The Great Enigmas and the Religious

The Great Enigmas

Humans have primarily approached the question of God through two fundamental enigmas or mysteries: the mystery of reality and the mystery of humanity itself. From these, a third enigma arises: the enigma of the Absolute.

The Enigma of Reality

When humans critically and reflectively confront reality as a whole – total reality – numerous questions emerge:

  • Why is there something rather than nothing?
  • Where does reality come from?
  • Where is reality going (if it is going anywhere)? In other words, what is its purpose?

The Enigma of Man

If reality is perplexing, humanity is even more so.

A story is told of a traveler in the desert who encounters a group of Bedouins. Their leader approaches and asks the traveler three questions:

  • Man, who are you?
  • Where do you come from?
  • Where are you going?

The story doesn’t reveal the traveler’s response or the outcome of the encounter. What matters are the questions themselves. These are three eternal questions that humanity has grappled with throughout history.

How would each of us answer the Bedouin’s questions?

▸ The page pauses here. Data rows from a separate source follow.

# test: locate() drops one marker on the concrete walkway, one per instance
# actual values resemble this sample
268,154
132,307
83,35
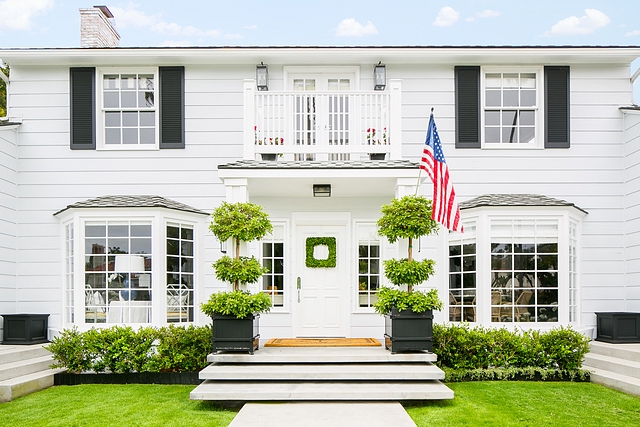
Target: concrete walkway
323,414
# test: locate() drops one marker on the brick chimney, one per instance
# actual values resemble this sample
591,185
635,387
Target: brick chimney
97,28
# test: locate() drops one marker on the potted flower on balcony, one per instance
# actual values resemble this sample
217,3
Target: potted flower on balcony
408,312
235,314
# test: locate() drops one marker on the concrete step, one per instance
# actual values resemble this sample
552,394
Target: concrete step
252,391
16,353
614,380
328,372
26,384
25,367
623,351
321,354
613,364
323,414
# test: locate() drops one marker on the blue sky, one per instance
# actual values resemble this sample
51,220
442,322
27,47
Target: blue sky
56,23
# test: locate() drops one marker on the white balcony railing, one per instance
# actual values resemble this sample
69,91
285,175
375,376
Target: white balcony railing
322,125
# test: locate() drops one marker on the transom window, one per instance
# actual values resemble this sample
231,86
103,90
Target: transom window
510,108
129,110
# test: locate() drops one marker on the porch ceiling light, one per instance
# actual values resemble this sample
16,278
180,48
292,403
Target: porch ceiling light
379,76
262,77
321,190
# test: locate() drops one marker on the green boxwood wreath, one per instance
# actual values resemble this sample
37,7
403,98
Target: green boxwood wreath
330,262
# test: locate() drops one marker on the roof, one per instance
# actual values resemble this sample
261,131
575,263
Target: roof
515,200
132,202
338,164
319,55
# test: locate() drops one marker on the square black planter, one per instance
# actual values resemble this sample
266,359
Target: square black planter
408,331
618,327
233,334
25,328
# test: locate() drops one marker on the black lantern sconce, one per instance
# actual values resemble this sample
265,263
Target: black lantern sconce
379,77
262,77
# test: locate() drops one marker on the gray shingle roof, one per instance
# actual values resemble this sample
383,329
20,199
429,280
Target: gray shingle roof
133,202
350,164
515,200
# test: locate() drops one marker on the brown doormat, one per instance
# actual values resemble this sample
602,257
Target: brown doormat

Many of us might struggle to provide definitive answers. This would be a serious matter, suggesting that we are beings without a clear identity, lacking direction, lost in the desert of life. If we don’t know who we are, where we come from, or where we are going, it’s no wonder we struggle to know what to do. We lack understanding of the meaning of our existence. How can we find the right path if we don’t know our destination?

The Enigma of the Absolute

Humans are inherently open to something fundamental:

  • Something that transcends (goes beyond) themselves, others, and the world.
  • Something that underpins (forms the foundation of) everything.
  • A “pole” that exists above us and empowers us to be and to act.
  • In essence, an absolute being.

Broadly speaking, most philosophies agree on the existence of an absolute reality, an eternal entity upon which all other things depend and are relative.

This absolute reality has been called Being (Parmenides), the Absolute (Hegel), Pure Act (Aristotle), the First Cause (Thomas Aquinas), Nature (Spinoza), “the unknowable” (Spencer), the “numinous” (Otto), and even the subject (Marx).

The true challenge arises when we ask about the nature of the Absolute and its relationship with the world:

  • Is it a single entity or multiple entities?
  • Is it a reality separate from and above the world, or is it the world itself (the cosmos, the universe)?
  • Is it a personal being (intelligent and free) or not?

One line of thought, originating with Greek philosophers like Anaxagoras and Aristotle and later embraced by the Judeo-Christian tradition, conceives of the Absolute as a unique, personal being, distinct from the world, absolutely perfect in all aspects (wisdom, beauty, goodness, justice, omnipotence, etc.), and the creator of the world and humanity. Understood in this way, the Absolute is called God.

The fundamental question then becomes: Does God exist?